Ferguson Grand Jury Decision: Officer Darren Wilson Not Indicted
Ferguson Grand Jury Decision: Officer Darren Wilson Not Indicted

The St. Louis County prosecutor announced in a press conference Monday evening that Ferguson police officer Darren Wilson won’t face charges in the fatal shooting of 18-year-old Michael Brown. Prosecutor Bob McCulloch began his statement stating that Michael Brown’s family were the ones who suffered having lost a loved one to violence.

He explained how this Grand Jury was selected in May of 2014, long before the shooting.

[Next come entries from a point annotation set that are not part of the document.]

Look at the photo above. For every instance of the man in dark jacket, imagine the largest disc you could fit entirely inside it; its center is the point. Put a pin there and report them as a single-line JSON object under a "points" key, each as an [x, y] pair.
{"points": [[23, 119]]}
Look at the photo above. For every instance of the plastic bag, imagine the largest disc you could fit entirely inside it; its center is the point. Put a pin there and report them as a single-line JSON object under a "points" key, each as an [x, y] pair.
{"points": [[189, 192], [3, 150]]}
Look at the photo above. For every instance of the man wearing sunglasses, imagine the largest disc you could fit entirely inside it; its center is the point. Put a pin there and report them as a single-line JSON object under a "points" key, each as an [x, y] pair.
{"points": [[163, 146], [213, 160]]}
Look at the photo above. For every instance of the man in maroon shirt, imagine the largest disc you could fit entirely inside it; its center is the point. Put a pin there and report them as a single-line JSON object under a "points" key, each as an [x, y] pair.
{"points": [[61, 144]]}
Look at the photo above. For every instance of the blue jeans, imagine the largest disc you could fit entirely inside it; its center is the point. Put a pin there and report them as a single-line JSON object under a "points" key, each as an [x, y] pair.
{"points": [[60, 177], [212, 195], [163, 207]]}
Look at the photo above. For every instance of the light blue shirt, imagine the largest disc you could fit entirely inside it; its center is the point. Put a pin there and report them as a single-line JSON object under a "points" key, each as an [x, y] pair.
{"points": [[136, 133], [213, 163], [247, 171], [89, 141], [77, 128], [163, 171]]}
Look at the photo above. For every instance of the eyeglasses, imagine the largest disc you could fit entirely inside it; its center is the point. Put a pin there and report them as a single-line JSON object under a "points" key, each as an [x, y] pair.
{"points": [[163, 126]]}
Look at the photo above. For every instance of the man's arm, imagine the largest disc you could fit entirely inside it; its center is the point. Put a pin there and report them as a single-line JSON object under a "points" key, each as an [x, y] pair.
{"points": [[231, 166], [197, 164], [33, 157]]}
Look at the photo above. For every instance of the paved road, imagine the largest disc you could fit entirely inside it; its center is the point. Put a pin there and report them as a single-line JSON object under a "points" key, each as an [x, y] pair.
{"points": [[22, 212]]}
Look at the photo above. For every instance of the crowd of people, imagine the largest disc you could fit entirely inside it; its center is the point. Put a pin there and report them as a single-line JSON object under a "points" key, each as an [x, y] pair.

McCulloch went on to say the 24 hour news cycle and the media and public’s insatiable appetite for details lead to great frustration and inaccurate accounts of the incident being repeated.

McCulloch went on to make it very clear that some eye-witness testimonies are extremely conflicting with each other, and with the physical evidence. Grand Jury members listened to 60 witnesses testifying for over 70 hours, along with 3 medical examiners and hundreds of photographs from the crime scene. “The duty of a Grand Jury is to separate fact from fiction”.

The Saint Louis County Prosecuting Attorney then gave a detailed account of August 9th. Officer Darren Wilson was responding to a crime in progress and was given a brief description of the suspect. Black male, red hat, yellow socks and white shirt.

The decision came 108 days or more than three months after the Aug. 9 shooting of Michael Brown, and is already causing large scale protests in Ferguson as well as across the country. From New York’s Union Square, to Chicago’s Police Department and Los Angeles to name a few.

On the evening of Thursday November 20th five protesters were arrested in front of the Ferguson police station after several dozen protesters blocked traffic lanes.

Michael Brown’s father released a video urging for calm and 4 and-a-half minutes of silence no matter what decision the grand jury makes.

President Obama made a similar statement on Friday November 21, “First and foremost, keep protests peaceful. This is a country that allows everybody to express their views, allows them to peacefully assemble, to protest actions that they think are unjust, but using any event as an excuse for violence is contrary to rule of law and contrary to who we are.”

The grand jury had deliberated whether Wilson faced any of the following charges: first-degree murder, second-degree murder, voluntary manslaughter and involuntary manslaughter.

The 12 person jury consisted of six white men, three white women, two black women and one black man. At least nine of them had to agree in order for charges to be filed.

The only witnesses known to have appeared in front of the Grand Jury, are Wilson and Dr. Michael Baden, who performed a private autopsy on Brown on behalf of his family. But other witnesses and experts may also have appeared.

Missouri Gov. Jay Nixon declared a state of emergency last Monday November 17, and activated the National Guard.

Protesters asked police to agree to 19 “rules of engagement”, law enforcement officials agreed to some, but not all of the protesters request in a press conference held on Friday.

FBI has dispatched about 100 personnel to the Saint Louis area on Friday, and arrested 2 Black Panthers members involved in an alleged bomb plot. Also many ATF agents have been deployed.